Le rivolte dei neri americani: un grido accorato per la pari dignità
Nel mentre gli americani preparano la festa del Thanksgiving (“Giorno del ringraziamento”) che riunisce attorno al tradizionale tacchino l’ultimo giovedì di novembre, famiglie e amici di tutte le origini e confessioni religiose, l’America nera è, per l’ennesima volta, in collera.
Martedì sera 25 novembre, migliaia di manifestanti hanno sfilato in centinaia di città per protestare contro la decisione del tribunale di non condannare un poliziotto bianco che il 9 agosto scorso uccise a Ferguson un giovane negro, Michael Brown, di 18 anni. Soprattutto a Ferguson la collera è esplosa violentemente culminando con incendi e saccheggi di negozi e costringendo le autorità a far intervenire la guardia nazionale, Il comportamento del procuratore Robert McCulloch, che, dall’inizio della tragica vicenda, ha mostrato un comportamento di parte a protezione della versione della polizia, è stato la miccia delle violenze e della rivolta della comunità nera. Come ha detto lo stesso presidente Obama, le questioni sollevate dal pronunciamento del procuratore pubblico in favore della tesi poliziesca, sono legittime.
Il profondo sospetto che esiste tra gli organi di sicurezza e la comunità nera, è uno dei problemi più gravi da risolvere per gli Stati Uniti. Gli slogans lanciati dai manifestanti martedì: “ Le vite nere contano!”,” le mani in alto, non sparate!”,raccontano lucidamente ciò che, troppo sovente, è la realtà quotidiana dei giovani neri, a priori sospettati di essere dei delinquenti. Un’inchiesta recente di un media indipendente “ProPublica” ha mostrato che negli Stati Uniti un nero ha venti volte più la mala sorte di essere ucciso da una raffica della polizia che un giovane bianco. È il dramma di tutte le madri di famiglia nere quando il loro figlio non è ancora rientrato a casa. Una di esse, madre afro americana, ha gridato tutto il suo sdegno alla televisione: i verdetti contro i giovani neri mi indignano e mi feriscono profondamente, come nera e come madre.

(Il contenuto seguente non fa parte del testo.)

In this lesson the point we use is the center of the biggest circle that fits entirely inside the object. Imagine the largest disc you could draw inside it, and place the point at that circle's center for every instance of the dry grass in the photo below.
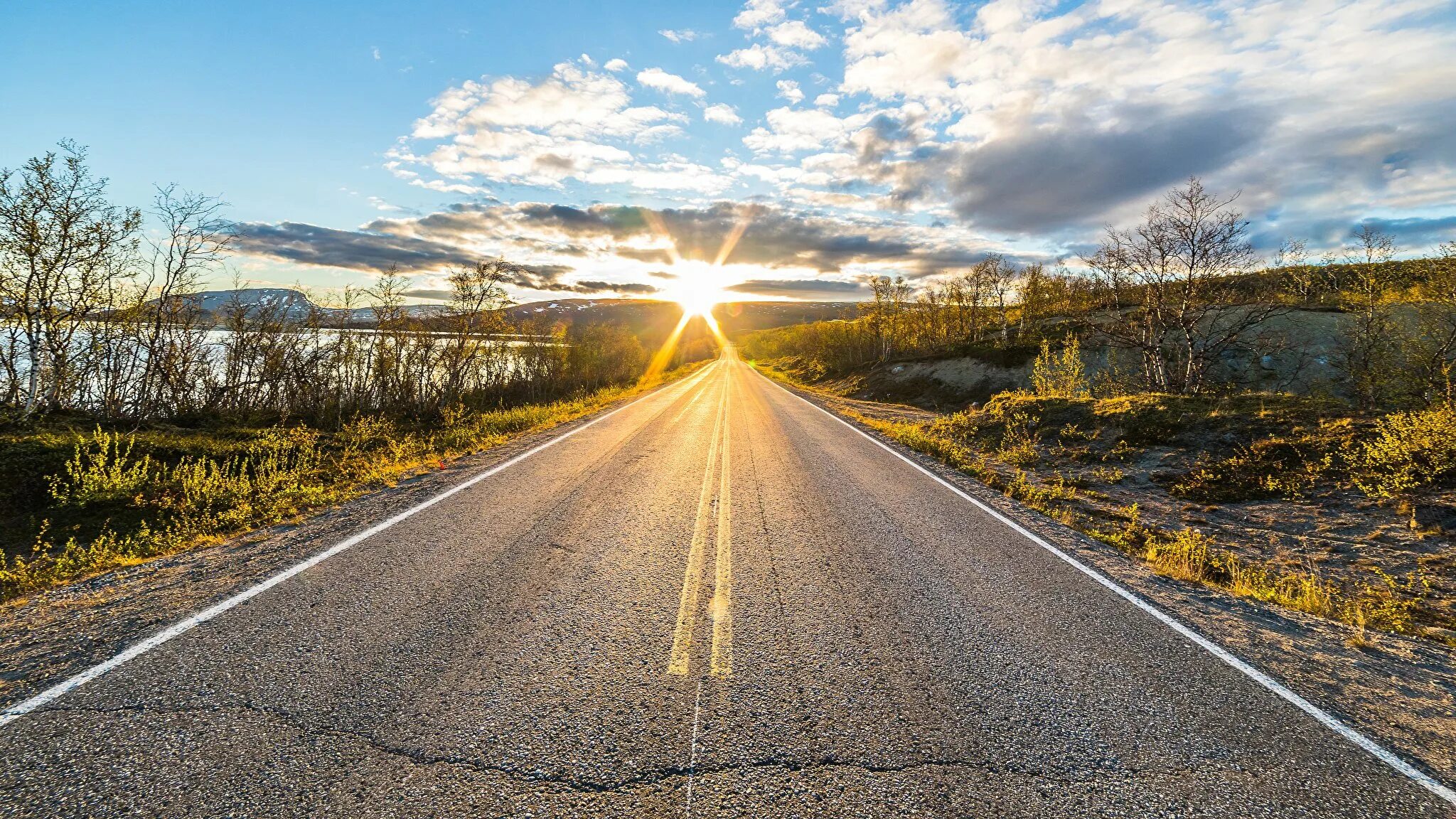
(122, 506)
(1015, 444)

Primo presidente nero americano, Barack Obama, non passerà alla storia come colui che più ha fatto per far avanzare la causa della comunità afro-americana. Senza dimenticare, tuttavia, la straordinaria decisione di dare la cittadinanza a cinque milioni di immigrati dimoranti da tempo negli Stati Uniti. Il congresso uscito dalle urne all’inizio di novembre, dal netto profilo conservatore, gli sarà da forte ostacolo. Esiste, nel fondo, una cultura poliziesca e giudiziaria, xenofoba e razzista, che penalizza, drammaticamente e ingiustamente, le minoranze, in testa la nera. Un problema, purtroppo, di cui gli Stati Uniti non hanno il monopolio. Ovunque, anche in Europa, assistiamo al crescere di movimenti e partiti che si richiamo alla purezza etnica, nel nome, spesso ipocrita, della sicurezza. Trovano spazio tra la massa di disoccupati in un periodo tra i più duri del dopoguerra. Milioni di uomini e di donne, disperati e senza speranza, bussano alle nostre porte in cerca di un ultimo rifugio. L’Europa, attanagliata dalla crisi: economica, sociale, di identità, persino, no risponde se non per la disputa sulle eventuali responsabilità dell’uno o dell’altro.
L’Italia, si è distinta per il meglio. “Mare nostrum”, e nonostante le grida odiose dei Salvini, prima secessionisti, sempre xenofobi, è stato un impegno di straordinaria umanità. Manca, tuttavia, una politica dell’Unione che sappia raccogliere e vincere la sfida della solidarietà e della convivenza. Il 22 novembre ero a Ginevra all’inaugurazione del monumento in onore dell’emigrazione italiana. Una grande folla di popolo, italiano e svizzero, venuto a celebrare l’epopea italiana nella terra di Calvino. Venuti quassù in cerca di lavoro, hanno portato con se i cuori e le passioni della nostra gente. Si sono fatti apprezzare e sono, oggi, patrimonio incontrovertibile della repubblica ginevrina. Ed è per questo che, a rendere omaggio al monumento del lavoro italiano, erano presenti, oltre alle autorità italiane, i massimi esponenti della politica ginevrina. Oggi, la sfida dell’integrazione si svolge dentro le nostre città. Di una Italia alla affannosa ricerca di una nuova via. La Storia della nostra emigrazione può servire a rischiarare il cammino.